Les conséquences sur la société yéménites sont catastrophiques : dépendance du peuple, disparition de la diversité agricole (café, riz, blé, légumes). Or le kat est nocif, il entraîne des problèmes cardiaques et dentaires. En outre, le kat coupe l’appétit avec toutes les carences alimentaires qui en découlent.... En moyenne on commence à le consommer à 11 ans.
Toutes les denrées sont exportées de l’étranger, puisque seul le kat est cultivé au Yémen. L’eau, déjà rare dans ce pays désertique devient un grave problème. Les ressources en eau s’épuisent.

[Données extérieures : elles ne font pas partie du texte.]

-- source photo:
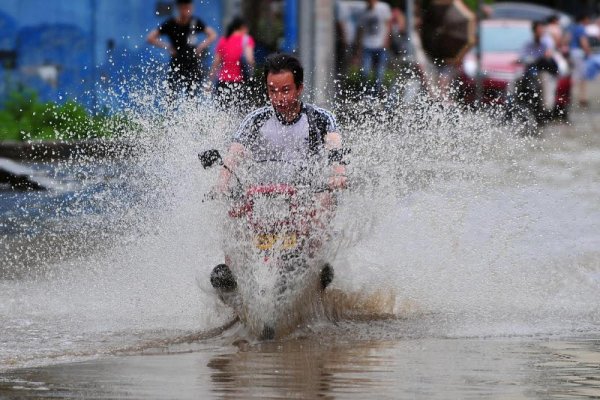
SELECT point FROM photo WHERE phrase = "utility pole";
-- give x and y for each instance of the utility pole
(317, 53)
(479, 71)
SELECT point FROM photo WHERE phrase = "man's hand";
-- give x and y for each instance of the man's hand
(338, 179)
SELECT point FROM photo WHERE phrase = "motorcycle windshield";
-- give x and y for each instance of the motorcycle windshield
(277, 172)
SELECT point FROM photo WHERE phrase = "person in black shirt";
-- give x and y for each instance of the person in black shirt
(182, 31)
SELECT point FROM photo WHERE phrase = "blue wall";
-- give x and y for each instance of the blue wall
(62, 47)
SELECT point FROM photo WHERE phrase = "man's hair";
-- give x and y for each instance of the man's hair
(281, 62)
(535, 24)
(236, 23)
(581, 17)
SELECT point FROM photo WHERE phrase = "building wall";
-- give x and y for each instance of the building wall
(67, 48)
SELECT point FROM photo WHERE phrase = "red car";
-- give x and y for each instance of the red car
(501, 44)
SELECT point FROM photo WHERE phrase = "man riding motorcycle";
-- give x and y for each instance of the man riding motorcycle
(287, 130)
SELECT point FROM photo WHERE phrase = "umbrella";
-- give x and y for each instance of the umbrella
(449, 29)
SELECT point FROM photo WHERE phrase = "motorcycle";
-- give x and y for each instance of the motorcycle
(276, 247)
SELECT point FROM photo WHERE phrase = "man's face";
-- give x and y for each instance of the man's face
(185, 10)
(283, 92)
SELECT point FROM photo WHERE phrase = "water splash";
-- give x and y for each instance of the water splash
(444, 211)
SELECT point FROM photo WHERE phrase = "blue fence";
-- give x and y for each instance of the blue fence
(66, 49)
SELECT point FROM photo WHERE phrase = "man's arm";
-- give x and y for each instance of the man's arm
(211, 36)
(234, 156)
(337, 180)
(154, 39)
(214, 67)
(585, 45)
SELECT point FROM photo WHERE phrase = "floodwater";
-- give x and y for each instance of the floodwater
(487, 242)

A ces conséquences humaines, écologiques, économiques, s’ajoutent des conséquences politiques : corruption, mendicité.
Un Yéménite consomme en moyenne 500 à 800 Rials par jour de kat or le salaire moyen est de 15000 Rials par mois.
Les bases sont posées pour le développement de la corruption.
Celle-ci a atteint un degré tel, que l’état n’à plus de moyen d’action.
80% du budget de l’état proviennent des recettes du kat.
Aussi la minorité intellectuelle non consommatrice a très peu de chance de se faire entendre.
Dans ce pays, ou l’un préfère s’acheter du kat que des chaussures, ou seulement 3% des hommes ne prend pas de kat, on peut se demander quel sera l’avenir.
La solution viendra peut être des 30% de femmes qu’en consomme pas.